Order of books in the new testament

Can anyone tell me who was responsible for putting the books of the bible in the order they currently appear? Where they always in this order or have they changed. What about the old testament?

Thanks

Most likely the councils that assembled the Bible put them together in chronological order.

An excellent question! I’d like to know the answer too.

I was just reading something and it mentioned in two sentences "Council of Trent (1545-1563). If anyone can confirm this, please do so. Thanks in advance.

The Synoptic Gospels (Mathew, Mark, Luke) are in the order that early church thought they had been written. In fact it is most likely that Mark was written first. Mark was secretary to St. Peter in Rome and so it is reasonable to assume that what we have in Mark is the reminisces of St. Peter himself shortly before his martyrdom in 64 or 65 AD. John was written, at the latest by 90 AD and was the last Gospel.

In fact Galatians (I think) was the first written contribution to what would become the NT, in 49 AD. With the question mark of Hebrews (which is not by St. Paul) as the exception, all the Epistles were collected and were being disseminated among the early Christian churches by 70 AD.

Revelations (or Apocalypse) was written and being distributed before 110 AD.

So the Canon, with a few small exceptions, was complete within the first 100 years of the Christian Church. The next 100 or so years saw additions and exceptions but the Canon was prettty fixed before the first Church Council at Niceae in 325. It was confirmed at Hippo in 397 (I think).

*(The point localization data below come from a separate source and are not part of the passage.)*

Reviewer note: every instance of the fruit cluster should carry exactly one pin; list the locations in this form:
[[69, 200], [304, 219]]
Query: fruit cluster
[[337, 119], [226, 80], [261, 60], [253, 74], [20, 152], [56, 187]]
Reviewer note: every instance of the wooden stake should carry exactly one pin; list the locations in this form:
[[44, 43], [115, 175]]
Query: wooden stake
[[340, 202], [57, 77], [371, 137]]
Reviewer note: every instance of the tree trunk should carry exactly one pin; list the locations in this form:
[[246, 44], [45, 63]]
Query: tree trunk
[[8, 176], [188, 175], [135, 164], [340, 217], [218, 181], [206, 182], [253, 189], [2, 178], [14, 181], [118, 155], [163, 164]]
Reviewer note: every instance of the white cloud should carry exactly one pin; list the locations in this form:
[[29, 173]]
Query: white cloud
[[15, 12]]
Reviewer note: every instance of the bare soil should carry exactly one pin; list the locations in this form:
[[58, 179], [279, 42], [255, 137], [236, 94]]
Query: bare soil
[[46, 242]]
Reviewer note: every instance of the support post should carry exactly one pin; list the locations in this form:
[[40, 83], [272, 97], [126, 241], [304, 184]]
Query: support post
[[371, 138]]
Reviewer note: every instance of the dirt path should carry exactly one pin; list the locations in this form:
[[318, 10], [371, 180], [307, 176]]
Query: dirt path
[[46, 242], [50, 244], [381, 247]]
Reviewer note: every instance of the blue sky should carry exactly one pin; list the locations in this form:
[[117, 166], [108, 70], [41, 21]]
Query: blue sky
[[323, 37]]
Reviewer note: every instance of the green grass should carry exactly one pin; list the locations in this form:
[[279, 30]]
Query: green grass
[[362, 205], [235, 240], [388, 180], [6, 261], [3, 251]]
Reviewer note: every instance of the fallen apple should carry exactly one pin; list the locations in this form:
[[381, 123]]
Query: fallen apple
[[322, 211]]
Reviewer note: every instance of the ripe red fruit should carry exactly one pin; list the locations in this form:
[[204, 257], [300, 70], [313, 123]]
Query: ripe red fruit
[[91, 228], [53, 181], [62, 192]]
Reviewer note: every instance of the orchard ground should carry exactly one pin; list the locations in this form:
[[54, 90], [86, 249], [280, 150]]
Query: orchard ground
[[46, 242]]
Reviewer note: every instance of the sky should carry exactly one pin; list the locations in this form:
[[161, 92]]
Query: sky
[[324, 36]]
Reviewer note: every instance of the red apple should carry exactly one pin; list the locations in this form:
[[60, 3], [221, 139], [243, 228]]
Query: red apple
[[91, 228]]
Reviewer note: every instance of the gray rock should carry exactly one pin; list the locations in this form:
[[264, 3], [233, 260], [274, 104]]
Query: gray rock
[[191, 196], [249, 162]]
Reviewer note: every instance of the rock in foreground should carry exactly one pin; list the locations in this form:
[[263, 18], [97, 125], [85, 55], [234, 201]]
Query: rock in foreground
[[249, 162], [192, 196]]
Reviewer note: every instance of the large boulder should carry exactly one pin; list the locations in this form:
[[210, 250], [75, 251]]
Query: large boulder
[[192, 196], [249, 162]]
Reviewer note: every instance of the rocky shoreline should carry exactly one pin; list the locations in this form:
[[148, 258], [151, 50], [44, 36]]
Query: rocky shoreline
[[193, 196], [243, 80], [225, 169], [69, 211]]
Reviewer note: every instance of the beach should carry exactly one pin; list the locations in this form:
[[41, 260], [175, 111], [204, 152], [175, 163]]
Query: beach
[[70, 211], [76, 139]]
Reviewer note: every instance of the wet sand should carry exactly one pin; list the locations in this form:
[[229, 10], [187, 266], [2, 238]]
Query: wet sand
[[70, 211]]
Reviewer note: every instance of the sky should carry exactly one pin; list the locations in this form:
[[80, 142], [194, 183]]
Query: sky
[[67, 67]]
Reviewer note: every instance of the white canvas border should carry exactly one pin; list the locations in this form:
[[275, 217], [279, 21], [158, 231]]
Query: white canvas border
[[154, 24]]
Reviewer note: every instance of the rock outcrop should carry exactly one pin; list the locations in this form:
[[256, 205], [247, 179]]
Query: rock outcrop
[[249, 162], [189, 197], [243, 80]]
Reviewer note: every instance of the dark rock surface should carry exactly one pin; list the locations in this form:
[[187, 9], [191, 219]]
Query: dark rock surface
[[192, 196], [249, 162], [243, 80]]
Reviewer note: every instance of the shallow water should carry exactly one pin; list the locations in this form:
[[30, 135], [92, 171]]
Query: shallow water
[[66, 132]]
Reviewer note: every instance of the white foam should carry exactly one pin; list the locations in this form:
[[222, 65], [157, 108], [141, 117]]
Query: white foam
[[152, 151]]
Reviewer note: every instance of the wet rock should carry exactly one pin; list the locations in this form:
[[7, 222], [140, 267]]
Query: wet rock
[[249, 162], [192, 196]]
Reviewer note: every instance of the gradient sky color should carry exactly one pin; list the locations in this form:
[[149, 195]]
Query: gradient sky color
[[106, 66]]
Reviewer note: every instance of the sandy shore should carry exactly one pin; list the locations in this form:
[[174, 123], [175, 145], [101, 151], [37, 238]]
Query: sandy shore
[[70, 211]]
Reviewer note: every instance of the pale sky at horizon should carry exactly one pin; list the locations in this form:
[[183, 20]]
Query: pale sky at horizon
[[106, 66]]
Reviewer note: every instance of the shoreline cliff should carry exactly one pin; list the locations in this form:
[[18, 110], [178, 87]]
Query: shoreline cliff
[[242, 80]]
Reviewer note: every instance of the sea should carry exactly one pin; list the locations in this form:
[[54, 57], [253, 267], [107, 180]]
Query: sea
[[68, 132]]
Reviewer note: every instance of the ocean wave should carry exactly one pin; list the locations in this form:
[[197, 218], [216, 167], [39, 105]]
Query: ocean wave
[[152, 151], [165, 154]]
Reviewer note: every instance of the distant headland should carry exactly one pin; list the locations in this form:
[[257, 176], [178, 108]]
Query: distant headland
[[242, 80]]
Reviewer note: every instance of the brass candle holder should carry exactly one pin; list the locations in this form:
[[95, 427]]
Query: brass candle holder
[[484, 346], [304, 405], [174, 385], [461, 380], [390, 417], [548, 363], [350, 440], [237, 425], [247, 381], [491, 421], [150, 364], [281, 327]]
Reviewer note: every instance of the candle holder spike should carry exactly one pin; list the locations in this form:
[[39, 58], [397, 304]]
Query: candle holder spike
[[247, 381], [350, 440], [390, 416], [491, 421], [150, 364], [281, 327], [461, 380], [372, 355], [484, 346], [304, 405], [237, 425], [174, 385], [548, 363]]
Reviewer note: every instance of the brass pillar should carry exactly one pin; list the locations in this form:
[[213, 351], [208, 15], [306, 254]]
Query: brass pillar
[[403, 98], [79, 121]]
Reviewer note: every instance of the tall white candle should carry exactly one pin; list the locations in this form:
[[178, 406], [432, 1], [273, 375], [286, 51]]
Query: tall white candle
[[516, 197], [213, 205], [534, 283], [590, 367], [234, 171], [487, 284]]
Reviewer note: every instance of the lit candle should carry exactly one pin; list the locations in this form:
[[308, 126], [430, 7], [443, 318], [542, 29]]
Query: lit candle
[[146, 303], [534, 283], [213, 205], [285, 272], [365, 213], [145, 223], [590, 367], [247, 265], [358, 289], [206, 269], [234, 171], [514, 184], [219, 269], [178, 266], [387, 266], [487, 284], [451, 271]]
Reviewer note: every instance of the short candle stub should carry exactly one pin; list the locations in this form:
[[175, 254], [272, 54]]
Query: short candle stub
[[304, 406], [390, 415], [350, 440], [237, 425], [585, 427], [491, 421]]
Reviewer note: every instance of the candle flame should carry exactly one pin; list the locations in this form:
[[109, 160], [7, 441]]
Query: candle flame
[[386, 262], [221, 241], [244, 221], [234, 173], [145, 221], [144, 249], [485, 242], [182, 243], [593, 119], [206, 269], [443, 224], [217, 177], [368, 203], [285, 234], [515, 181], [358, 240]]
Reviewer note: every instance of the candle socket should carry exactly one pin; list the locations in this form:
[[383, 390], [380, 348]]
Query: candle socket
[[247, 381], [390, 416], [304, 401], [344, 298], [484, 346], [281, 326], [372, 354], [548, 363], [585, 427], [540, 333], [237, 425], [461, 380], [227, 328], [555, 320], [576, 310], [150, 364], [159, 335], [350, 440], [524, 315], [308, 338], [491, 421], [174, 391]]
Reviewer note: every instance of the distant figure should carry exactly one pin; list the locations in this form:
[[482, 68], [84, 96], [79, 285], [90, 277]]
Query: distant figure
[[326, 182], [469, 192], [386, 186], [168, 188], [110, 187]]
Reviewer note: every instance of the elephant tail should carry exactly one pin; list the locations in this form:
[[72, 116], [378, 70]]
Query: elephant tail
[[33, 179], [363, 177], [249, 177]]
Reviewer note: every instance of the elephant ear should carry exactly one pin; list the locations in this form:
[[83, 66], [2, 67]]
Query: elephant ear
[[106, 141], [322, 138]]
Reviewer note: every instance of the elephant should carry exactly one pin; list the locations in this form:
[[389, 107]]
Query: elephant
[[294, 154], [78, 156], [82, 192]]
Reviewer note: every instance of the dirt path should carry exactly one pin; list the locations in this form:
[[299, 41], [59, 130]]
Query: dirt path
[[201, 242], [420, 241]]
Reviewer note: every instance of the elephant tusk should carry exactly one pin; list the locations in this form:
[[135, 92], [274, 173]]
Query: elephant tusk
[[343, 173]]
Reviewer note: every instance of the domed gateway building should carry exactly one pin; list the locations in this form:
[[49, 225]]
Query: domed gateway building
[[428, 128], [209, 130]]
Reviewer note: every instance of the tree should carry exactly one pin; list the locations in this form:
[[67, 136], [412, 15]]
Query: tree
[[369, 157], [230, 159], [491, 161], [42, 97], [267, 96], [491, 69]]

Because Luther and the other Protestant ‘reformers’ cast doubt on several books of the OT and the NT, Holy Mother Church in Council at Trent felt it necessary to reaffirm what the Canon was but it was not changed or altered from what it had always been since before the time of St. Jerome.

[quote=Cockney Clive]Because Luther and the other Protestant ‘reformers’ cast doubt on several books of the OT and the NT, Holy Mother Church in Council at Trent felt it necessary to reaffirm what the Canon was but it was not changed or altered from what it had always been since before the time of St. Jerome.
[/quote]

Don’t forget Erasmus, the great Cajetan, and the papal legate Cardinal Seripando- This cardinal was “aligned with the leaders of a minority that was outstanding for its theological scholarship” at Trent according to Catholic historian Hubert Jedin. All these Catholic men expressed “doubt” on particular books.